Sırtladığı küfesiyle Galata Köprüsü'nde yürüyen yalınayak bir Sırt Hamalı, 1920'li yıllar.

Falih Rıfkı Atay Anlatıyor: İki Büklüm Cumhuriyet Vatandaşı Olamaz!.

“İstanbul’da yük altında bir hamal daha ölmüştür. Bu fırsatla İçişleri Bakanımızın yaptığı bir tamimi neşrediyoruz.

Vagon perdesini kaldırdığınızda, şark toprağına ayak bastığınızı bildiren facialardan biri sırt ve sırık hamalıdır. İnsan, derhal değerini kaybetmiş gibi olur.
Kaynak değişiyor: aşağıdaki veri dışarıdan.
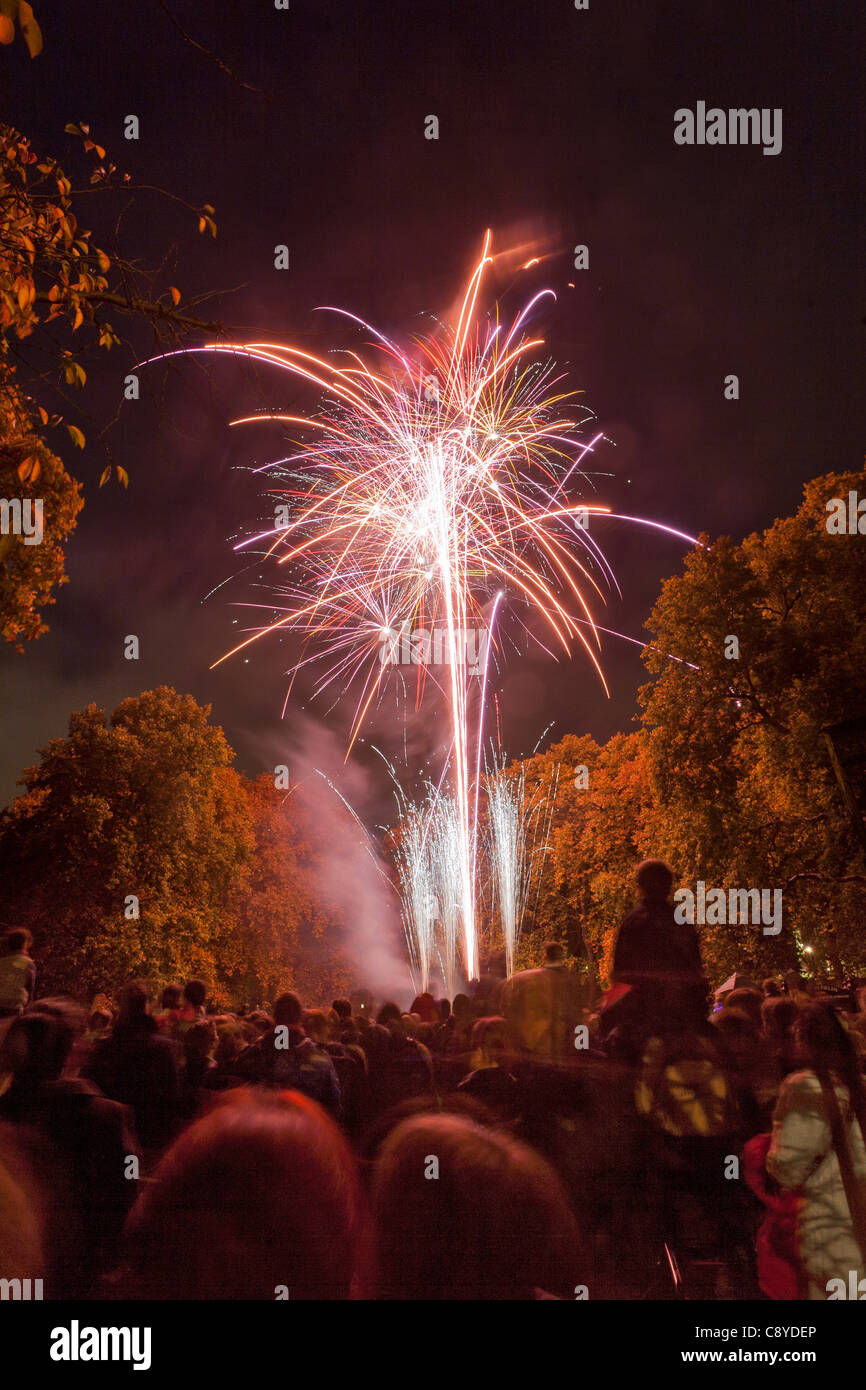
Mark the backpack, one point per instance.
(683, 1089)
Bir insan sırtında veya birbirine sırıkla bağlı bir kaç insanın omuzları üstünde deve çökertecek, beygir inletecek ve dingil kıracak ağırlıkta yük!.. Körük sesi veren göğüsler, fırlamış damarlar, kanlı bakışlar!…
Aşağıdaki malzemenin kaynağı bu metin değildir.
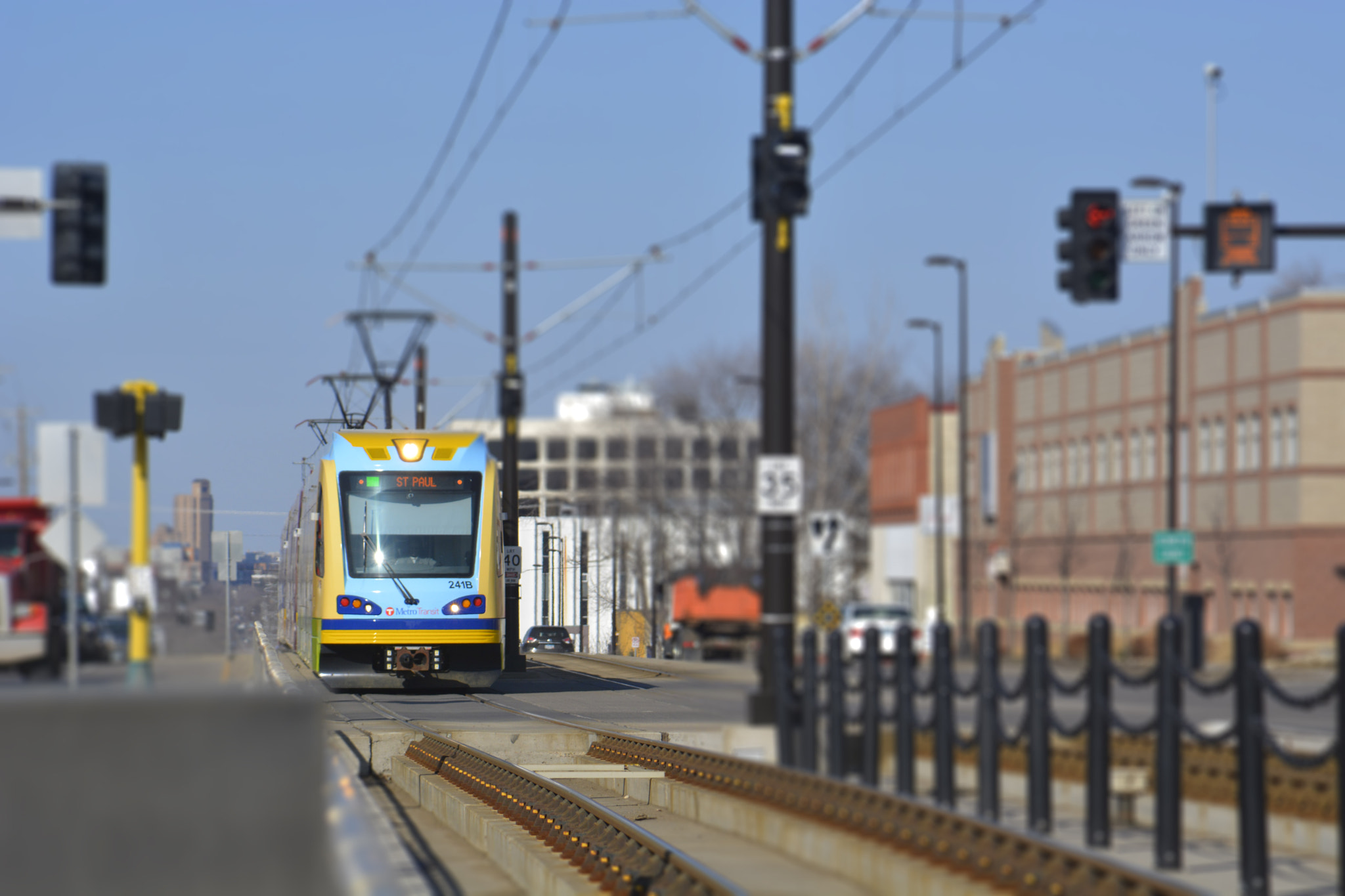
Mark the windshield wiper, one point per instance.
(407, 595)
Ankaramız bu manzaradan kurtulmuştur. Hamallar küçük yükleri elde ve ağırlarını arabada taşımaktadırlar. Diğer şehirlerimizin niçin beklediklerini sorabilir miyiz? Acaba bize araba tekerleklerine elverişli düz yollar olmadığını mı söyleyecekler? Böyle bir iddia meşhur özür ve suç fıkrasını hatıra getirebilir.
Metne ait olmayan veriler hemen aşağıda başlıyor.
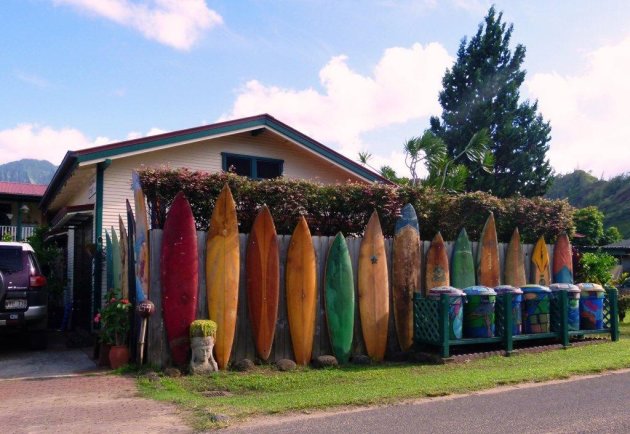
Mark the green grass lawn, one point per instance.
(267, 391)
Daha kısasını söyleyeyim: İki büklüm Cumhuriyet vatandaşı olamaz!. Sırt ve sırık hamallarının ıstırabını seyretmeye daha uzun müddet tahammül etmek istemiyoruz!.

Sırtladığı küfesiyle Galata Köprüsü’nde yürüyen yalınayak bir Sırt Hamalı, 1920’li yıllar.

Falih Rıfkı Atay, Belediyeler Dergisi, Ocak-Şubat 1936, Ankara.